The common downside to both is that they're mainly aimed at Americans and rely on having a General American accent
Future plans for Arpasing include a British specific list, which is why the 'ax' phoneme is officially supported (though not truly implemented in any current lists, to my knowledge).
However, since Arpasing is a more open method than VCCV, you could easily try to write your own lists instead of waiting for Kanru. (Though, if you're proficient at writing your own lists, you might as well not be basing it on any standards to begin with LOL)
(a 2-3 syllable word can become 5-6 tiny notes).
I would argue that Arpasing can actually be worse with this problem. Arpasing works exclusively on diphones, that is, each note only has two phonemes. Therefore, in order to reconstruct clusters, you must have a note for every single transition. VCCV, however, does have the occasional 3-phoneme notes, such as the "str" cluster. But you can probably safely get away with not doing USTs in the "perfect/standard" method, and omitting transition notes for the sake of clarity.
Of course, this is all down to usage, any additions made, and ust editing.
Absolutely. They're both lists of the same language. What you put in is what you get out. For example, Delta's CVVC list may seem like it lends voicebanks a Japanese accent. However, that's because most users of that list have Japanese accents.

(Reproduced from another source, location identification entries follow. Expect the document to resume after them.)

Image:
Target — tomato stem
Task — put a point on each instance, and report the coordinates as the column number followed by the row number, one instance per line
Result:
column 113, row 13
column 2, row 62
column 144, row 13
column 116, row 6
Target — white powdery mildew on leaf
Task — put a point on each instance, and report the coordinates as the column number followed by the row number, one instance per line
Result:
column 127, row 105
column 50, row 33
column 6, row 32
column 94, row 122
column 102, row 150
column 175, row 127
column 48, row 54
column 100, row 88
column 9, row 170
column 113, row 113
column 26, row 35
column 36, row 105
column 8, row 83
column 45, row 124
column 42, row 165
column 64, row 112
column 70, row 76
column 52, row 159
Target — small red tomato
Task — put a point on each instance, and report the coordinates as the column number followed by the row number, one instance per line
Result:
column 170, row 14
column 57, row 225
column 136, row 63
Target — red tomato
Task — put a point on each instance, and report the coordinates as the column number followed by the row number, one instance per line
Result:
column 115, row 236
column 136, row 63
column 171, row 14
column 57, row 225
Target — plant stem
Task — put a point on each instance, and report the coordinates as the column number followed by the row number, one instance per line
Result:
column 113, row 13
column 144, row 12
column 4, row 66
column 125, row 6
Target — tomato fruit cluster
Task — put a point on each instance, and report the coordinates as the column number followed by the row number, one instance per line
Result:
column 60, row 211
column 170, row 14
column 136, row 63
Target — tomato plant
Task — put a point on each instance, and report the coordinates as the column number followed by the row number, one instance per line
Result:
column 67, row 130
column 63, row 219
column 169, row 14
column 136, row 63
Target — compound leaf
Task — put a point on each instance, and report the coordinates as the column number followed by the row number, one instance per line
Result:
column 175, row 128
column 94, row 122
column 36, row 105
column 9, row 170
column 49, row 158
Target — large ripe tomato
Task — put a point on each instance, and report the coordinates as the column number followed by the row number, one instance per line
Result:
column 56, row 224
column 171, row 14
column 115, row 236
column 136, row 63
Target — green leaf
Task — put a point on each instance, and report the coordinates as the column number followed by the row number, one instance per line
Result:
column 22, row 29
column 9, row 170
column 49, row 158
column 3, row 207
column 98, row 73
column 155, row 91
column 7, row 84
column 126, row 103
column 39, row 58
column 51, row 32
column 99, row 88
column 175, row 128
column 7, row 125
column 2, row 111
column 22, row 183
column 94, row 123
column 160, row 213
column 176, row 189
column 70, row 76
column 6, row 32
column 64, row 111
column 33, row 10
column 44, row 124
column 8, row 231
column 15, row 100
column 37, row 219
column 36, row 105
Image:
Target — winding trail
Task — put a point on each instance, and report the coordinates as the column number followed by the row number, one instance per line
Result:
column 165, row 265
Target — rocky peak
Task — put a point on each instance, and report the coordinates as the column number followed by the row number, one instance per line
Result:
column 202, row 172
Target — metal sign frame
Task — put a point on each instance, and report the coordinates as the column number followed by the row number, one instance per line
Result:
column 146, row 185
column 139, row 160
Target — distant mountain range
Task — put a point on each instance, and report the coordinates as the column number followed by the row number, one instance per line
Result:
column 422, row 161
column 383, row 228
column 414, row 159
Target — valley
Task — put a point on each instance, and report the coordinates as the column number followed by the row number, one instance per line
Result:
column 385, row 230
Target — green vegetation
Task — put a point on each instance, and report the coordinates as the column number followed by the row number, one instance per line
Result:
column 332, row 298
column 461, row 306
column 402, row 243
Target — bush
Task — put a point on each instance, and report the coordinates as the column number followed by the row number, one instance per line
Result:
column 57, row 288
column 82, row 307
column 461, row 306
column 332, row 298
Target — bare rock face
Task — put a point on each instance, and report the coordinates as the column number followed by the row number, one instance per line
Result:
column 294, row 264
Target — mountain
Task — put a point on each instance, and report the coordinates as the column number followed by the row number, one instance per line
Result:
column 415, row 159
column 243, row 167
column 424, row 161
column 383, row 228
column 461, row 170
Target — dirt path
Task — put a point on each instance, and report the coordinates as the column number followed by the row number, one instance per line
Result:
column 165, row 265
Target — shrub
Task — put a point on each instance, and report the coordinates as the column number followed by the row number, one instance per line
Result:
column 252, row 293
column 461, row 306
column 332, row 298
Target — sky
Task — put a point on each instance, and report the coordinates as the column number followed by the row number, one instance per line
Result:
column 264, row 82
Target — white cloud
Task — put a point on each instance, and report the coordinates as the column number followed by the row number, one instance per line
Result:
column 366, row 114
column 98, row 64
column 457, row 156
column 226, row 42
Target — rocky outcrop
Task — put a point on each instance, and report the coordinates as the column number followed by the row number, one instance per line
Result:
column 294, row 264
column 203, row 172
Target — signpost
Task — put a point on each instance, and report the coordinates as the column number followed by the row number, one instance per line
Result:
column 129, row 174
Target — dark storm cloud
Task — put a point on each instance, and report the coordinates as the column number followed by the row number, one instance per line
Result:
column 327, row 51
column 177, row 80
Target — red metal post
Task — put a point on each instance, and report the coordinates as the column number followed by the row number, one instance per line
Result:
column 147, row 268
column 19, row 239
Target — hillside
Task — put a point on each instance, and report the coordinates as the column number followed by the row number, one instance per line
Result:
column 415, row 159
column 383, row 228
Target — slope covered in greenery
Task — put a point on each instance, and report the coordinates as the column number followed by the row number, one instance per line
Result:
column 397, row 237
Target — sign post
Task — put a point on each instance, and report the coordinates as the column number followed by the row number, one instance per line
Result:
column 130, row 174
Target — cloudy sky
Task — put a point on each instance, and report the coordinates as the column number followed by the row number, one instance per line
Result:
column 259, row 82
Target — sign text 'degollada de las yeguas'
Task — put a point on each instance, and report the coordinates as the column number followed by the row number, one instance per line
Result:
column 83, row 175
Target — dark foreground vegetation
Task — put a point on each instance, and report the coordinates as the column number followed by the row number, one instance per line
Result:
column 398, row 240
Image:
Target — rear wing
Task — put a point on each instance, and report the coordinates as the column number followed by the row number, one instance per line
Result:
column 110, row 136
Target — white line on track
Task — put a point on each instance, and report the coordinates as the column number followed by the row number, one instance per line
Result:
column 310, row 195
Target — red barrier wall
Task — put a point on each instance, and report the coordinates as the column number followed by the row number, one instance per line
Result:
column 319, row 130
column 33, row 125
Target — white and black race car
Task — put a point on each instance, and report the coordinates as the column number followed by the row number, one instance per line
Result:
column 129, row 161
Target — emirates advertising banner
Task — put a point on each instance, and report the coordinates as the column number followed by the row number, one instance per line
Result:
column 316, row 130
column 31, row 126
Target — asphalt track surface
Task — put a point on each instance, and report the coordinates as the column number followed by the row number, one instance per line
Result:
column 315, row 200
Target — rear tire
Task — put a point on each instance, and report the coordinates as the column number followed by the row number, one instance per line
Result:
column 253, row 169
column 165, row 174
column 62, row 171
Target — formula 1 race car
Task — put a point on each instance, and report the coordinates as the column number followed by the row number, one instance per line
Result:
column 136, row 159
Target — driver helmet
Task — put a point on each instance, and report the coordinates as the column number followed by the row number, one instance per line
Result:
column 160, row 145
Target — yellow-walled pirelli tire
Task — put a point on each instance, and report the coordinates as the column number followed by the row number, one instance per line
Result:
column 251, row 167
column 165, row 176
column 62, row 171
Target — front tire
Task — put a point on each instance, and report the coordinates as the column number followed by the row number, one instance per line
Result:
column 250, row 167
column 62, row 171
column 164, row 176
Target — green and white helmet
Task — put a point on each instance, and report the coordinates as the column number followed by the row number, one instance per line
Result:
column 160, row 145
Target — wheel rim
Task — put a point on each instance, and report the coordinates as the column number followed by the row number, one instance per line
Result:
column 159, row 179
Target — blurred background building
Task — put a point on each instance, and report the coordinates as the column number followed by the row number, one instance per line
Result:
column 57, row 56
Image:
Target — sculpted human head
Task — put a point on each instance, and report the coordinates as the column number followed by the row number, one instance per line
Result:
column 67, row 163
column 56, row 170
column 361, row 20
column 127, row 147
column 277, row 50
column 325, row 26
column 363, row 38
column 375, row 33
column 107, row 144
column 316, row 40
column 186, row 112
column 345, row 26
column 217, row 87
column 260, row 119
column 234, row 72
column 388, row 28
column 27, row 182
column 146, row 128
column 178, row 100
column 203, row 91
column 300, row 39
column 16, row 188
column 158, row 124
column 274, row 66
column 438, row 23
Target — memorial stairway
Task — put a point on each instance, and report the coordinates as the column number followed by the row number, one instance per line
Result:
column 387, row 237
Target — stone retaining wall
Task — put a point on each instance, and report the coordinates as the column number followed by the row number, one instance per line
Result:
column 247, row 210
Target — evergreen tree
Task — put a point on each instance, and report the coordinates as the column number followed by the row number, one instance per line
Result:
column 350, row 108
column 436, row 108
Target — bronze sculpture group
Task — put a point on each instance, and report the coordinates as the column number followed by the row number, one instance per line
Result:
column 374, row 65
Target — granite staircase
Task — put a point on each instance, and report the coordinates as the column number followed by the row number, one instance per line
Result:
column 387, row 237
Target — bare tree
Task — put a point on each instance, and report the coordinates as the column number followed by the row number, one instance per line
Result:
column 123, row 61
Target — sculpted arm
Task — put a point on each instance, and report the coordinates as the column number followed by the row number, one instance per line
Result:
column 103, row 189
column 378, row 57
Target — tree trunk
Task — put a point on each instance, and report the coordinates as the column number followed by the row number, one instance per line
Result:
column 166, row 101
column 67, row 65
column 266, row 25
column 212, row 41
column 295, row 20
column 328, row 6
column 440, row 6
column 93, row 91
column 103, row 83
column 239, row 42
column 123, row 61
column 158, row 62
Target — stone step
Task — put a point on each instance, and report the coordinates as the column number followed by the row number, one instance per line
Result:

When a native speaker records it, it sounds like the accent of a native speaker.
Though, one of the concerns to be had with VCCV is that the default BGM involves recording at 120bpm. (This was for the sake of easy calculations in OTO values. It's not fun trying to do math with weirder tempos!) At times, it may be too fast to record with a singer-ly tone. With Arpasing, you have the freedom to record at whatever speed you like, as Moresampler is analysis-based and not strictly based on regular timing. So, if you want to take more care in your pronunciations, you may want to turn BGM off.
Good luck, and I hope you figure out which list works best for you.
EDIT: I forgot to mention something! If you're recording voicebanks with someone who doesn't use UTAU, then you'll definitely want to choose a shorter list to keep their interest (especially if it's an easily bored child).